Of course hypertext is a quite different object if it's an autonomous creation with no intention of explaining and of devouring pieces of literature. Here hypertexts are not tools but works of a new art, made up of verbal, visual and cinematic techniques. Here the tool can rightly disclose the hidden toy it contains, playing on the intertwined properties of games and art.

In short, art can be seen as a game played with no rules and purposes but the ones it creates itself under the label of style or poetics. In modern art the rule is invention. Games on the contrary have to be played with given rules and with an established aim. But within the rules players have to operate creatively to achieve their purpose.

At this point we realize that, like all arts, hypertext too is the byproduct of its peculiar and specific operative power as a tool. But now the tool power has moved from given utilitarian purposes to other goals, self-exploratory and consequently aesthetic.

Hypertext may thus be a tool for criticism in so far as it employs its technical skills to elucidate the rules that literature gives itself as style and structure. It becomes a new form of art when self-celebrates its power of mixing words and other symbolic forms. It seems to hesitate bewildered betwixt and between when, in translating words into diagrams, stretches literature to the point of graphic parody. And at this early stage it's more than natural that the most typical feature of hypertext seems to be "in-betweenness".

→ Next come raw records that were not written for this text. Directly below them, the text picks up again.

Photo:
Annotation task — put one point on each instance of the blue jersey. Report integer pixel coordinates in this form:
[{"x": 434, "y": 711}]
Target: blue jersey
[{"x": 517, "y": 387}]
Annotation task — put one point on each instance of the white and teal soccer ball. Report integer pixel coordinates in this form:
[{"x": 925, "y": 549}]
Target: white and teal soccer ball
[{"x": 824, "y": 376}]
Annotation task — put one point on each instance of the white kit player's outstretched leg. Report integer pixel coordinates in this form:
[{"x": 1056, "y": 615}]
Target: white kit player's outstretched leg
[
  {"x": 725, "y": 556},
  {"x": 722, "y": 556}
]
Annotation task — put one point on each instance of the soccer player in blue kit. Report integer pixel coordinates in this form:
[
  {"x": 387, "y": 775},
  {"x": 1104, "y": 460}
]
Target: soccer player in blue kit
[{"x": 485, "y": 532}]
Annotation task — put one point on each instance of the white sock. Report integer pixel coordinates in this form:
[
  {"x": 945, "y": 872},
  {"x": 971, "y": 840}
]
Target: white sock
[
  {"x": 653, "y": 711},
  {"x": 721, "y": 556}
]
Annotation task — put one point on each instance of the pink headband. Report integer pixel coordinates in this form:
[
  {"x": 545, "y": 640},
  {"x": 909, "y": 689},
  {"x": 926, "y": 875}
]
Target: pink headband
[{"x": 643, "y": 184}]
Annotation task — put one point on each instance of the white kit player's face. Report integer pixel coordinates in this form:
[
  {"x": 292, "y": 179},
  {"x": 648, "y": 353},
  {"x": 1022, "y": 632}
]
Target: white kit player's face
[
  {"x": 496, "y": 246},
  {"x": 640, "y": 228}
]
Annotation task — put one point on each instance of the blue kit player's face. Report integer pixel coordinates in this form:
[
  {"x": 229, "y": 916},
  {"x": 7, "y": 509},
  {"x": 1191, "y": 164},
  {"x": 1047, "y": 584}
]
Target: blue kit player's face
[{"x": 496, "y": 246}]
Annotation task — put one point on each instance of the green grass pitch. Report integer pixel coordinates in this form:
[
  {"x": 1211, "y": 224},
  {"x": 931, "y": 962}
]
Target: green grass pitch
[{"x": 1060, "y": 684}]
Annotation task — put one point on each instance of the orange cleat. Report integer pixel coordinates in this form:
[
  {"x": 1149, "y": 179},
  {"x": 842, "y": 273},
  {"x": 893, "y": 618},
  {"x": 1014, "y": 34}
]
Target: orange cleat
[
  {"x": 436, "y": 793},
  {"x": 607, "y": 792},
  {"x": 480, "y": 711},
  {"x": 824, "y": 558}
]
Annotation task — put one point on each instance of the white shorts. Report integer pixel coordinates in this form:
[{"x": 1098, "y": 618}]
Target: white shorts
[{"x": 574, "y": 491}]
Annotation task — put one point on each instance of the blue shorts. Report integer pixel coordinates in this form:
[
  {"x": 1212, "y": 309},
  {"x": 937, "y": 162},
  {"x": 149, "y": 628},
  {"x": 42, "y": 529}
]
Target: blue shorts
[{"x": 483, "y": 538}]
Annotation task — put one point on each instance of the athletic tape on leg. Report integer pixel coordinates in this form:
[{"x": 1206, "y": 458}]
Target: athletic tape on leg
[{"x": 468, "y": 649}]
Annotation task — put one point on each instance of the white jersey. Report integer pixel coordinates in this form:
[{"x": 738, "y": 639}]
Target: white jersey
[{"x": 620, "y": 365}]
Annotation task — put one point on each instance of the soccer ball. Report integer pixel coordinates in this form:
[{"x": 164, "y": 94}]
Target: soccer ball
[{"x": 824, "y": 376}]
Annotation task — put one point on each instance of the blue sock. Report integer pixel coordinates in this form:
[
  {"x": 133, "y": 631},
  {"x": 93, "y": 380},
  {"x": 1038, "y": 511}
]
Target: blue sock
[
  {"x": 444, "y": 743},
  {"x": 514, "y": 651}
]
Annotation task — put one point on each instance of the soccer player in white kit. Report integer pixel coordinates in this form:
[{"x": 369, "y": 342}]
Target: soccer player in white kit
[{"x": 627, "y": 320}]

To come to a provisional conclusion, I want to emphasize an achievement hypertext sooner or later will drift towards, an achievement that is implicit in the core of its data processing skills. Indeed the principle of fullness underlying the processability of data of which hypertext is an output may be compared to the chemical process of solution by which the elements of a substance, in this case the text, are dissolved from their previous sense-giving shape and structure, and precipitated into a uniform and formless base, a kind of reference container, where they remain, awaiting the summons of the casual, passer-by reader as author. It's as if Shakespeare were to be deconstructed into a dictionary of the English language, from which of course anybody would be able to write Shakespeare works all over again and many others: besides why should I say many?!, let us say all other possible texts of English literature, past, present and future.